PENALTY
“Alcuni credono che il calcio sia una questione di vita o di morte. Sono molto deluso da questo atteggiamento… vi posso assicurare che è molto, molto più importante” diceva Bill Shankly, leggendario calciatore e allenatore. Nell’ultima settimana calcistica ho assistito per due volte le “mie” due nazionali perdere. Perdere ai rigori. In inglese “calcio di rigore” si dice “penalty”. Traduzione: “penalità”, “penalizzazione”. La prima parte di queste parole dice tutto. Che pena, prima l’Argentina, poi l’Italia. Chi mi conosce sa che propendo per l’albiceleste, ma sono cresciuto in Italia. Alcune cose non si scelgono, è come la famiglia. Famiglia e squadra di calcio.
E allora, prima all’alba europea e poi durante un concerto, calci di rigore. Ho immaginato cos’è per me un penalty.
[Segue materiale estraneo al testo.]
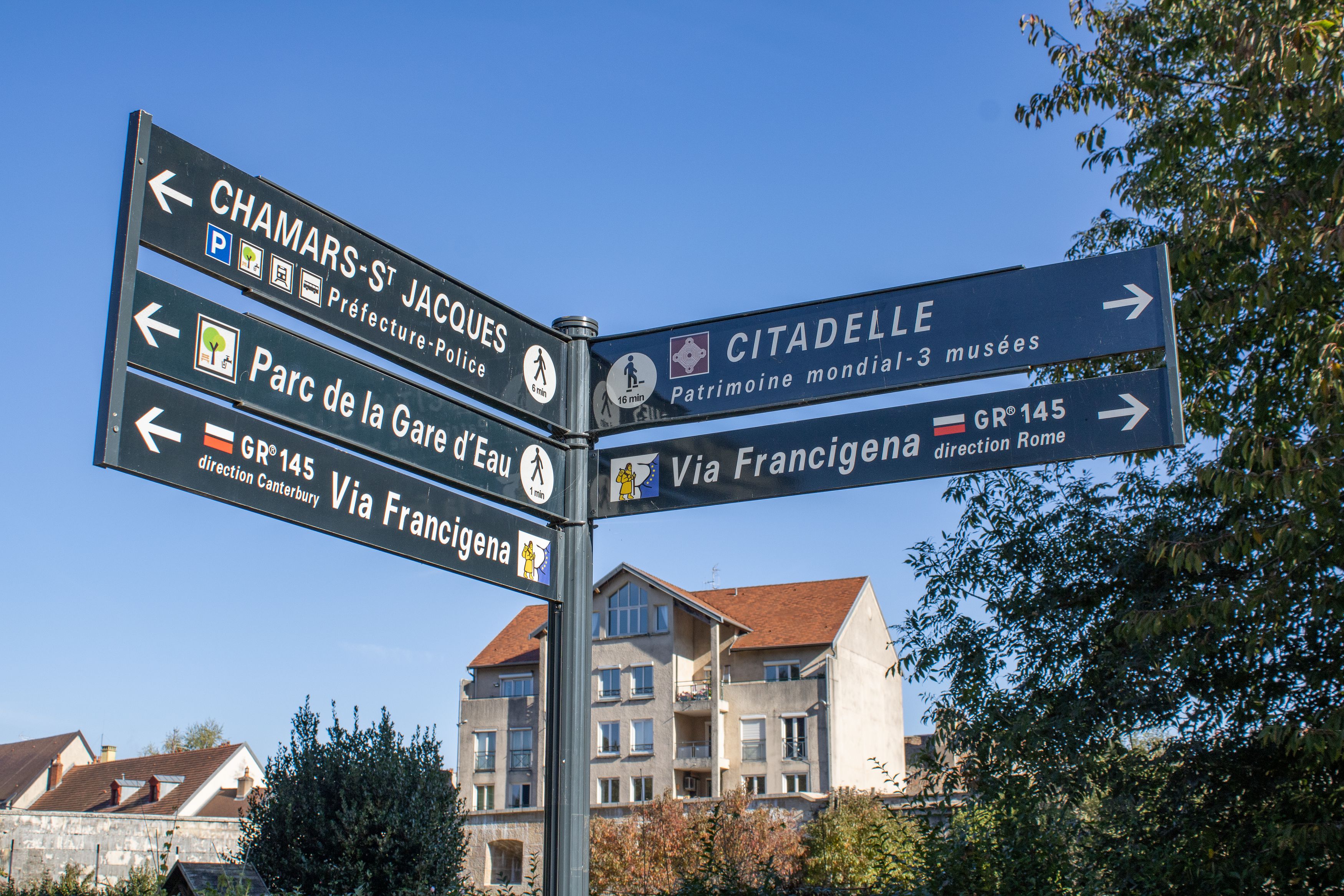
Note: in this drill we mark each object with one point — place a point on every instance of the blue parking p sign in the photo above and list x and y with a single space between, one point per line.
220 245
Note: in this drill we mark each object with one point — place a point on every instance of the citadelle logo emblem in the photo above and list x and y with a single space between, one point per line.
689 355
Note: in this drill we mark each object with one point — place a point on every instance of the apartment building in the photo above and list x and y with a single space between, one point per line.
780 690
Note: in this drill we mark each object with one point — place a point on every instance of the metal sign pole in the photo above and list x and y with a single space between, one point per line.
111 418
570 656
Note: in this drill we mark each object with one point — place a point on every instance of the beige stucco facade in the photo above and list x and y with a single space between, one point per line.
842 710
74 754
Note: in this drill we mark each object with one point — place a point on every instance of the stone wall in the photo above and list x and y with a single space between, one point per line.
116 844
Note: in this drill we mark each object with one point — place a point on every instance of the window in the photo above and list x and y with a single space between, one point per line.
753 741
628 612
506 863
608 684
611 739
795 737
521 749
516 686
642 682
642 735
484 751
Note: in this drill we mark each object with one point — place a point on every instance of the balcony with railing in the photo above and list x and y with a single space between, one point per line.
694 698
691 755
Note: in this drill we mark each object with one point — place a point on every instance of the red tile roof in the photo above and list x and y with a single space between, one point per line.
788 616
23 761
89 788
515 644
690 597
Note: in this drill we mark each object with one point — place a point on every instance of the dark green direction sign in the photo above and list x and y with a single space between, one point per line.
185 441
886 340
1016 428
307 262
198 343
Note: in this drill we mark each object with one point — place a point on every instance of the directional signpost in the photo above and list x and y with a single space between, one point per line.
195 445
194 342
953 330
298 258
1015 428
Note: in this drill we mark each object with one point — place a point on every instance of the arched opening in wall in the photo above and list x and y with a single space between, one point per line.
506 863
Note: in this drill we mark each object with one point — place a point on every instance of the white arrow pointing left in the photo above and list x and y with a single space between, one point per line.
1135 412
148 431
146 321
1139 300
163 191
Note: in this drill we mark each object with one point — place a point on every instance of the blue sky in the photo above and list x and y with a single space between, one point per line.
642 164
Ho pensato alla gente, ai maxischermi, a un bar di periferia o a un hotel di lusso, a tutto il sistema piegato a qualcosa di così epico. Perché il calcio è come la musica, come la religione. Non ha classi sociali, arriva a tutti. Figuriamoci una partita decisa ai rigori. Qualcosa che resta nella memoria per molto tempo. Un rigore è un rigore: che momento, quando il calciatore arriva davanti alla porta e piazza il pallone! Il tempo si ferma. Immagino, al rallentatore, i suoi parenti e amici davanti alla tv, che gioiscono o soffrono. Immagino tutti i retroscena, la storia personale di quel calciatore, come è arrivato fino a lì, quante ne ha passate, quante emozioni sta mettendo in quel pallone, in quel dischetto, tutta una vita fino ad arrivare lì, a un tiro in porta. Immagino un bambino che cresce, diventa uomo e mette tutta la tua storia, esperienza, problemi personali, gioie, tecnica, soddisfazioni, forza, passioni, tutte lì …in un istante. E ci sei anche tu lì, a tirare il rigore. O a pararlo. Per un attimo non sei più il pubblico, sei lui: ora lo tiro nell’angolino, di piatto, guardo il portiere e lo spiazzo, si… anzi no, lo tiro forte e centrale a mezz’altezza tanto si butta. Una cannonata e via. Neanche lo guardo il portiere. O lo guardo fino all’ultimo. Che poi, rivedendo le facce dei giocatori, sapendo com’è andata la partita, sai se segneranno oppure no. Si vede. Si vede la paura, l’ansia, la determinazione. Si vede subito. In uno smartphone o su un maxischermo, il mondo è fermo, e quel volto dice già tutto. Il boato, è questione di geografia. In alcune parti del mondo urleranno di gioia per il gol, in altre se il tiro viene parato, o se non entra. E partono le sentenze. Ognuno di noi, subito dopo, da calciatore diventa giudice severissimo, per tutti i secoli dei secoli. L’imputato viene giudicato per il rigore. Tutta la sua storia personale si riduce a quell’istante. E tu, che da una vita corri dietro a un pallone… se sbagli, si ricorderanno dell’errore. Se segni, meno male. Se lo pari, sei un eroe. Amen.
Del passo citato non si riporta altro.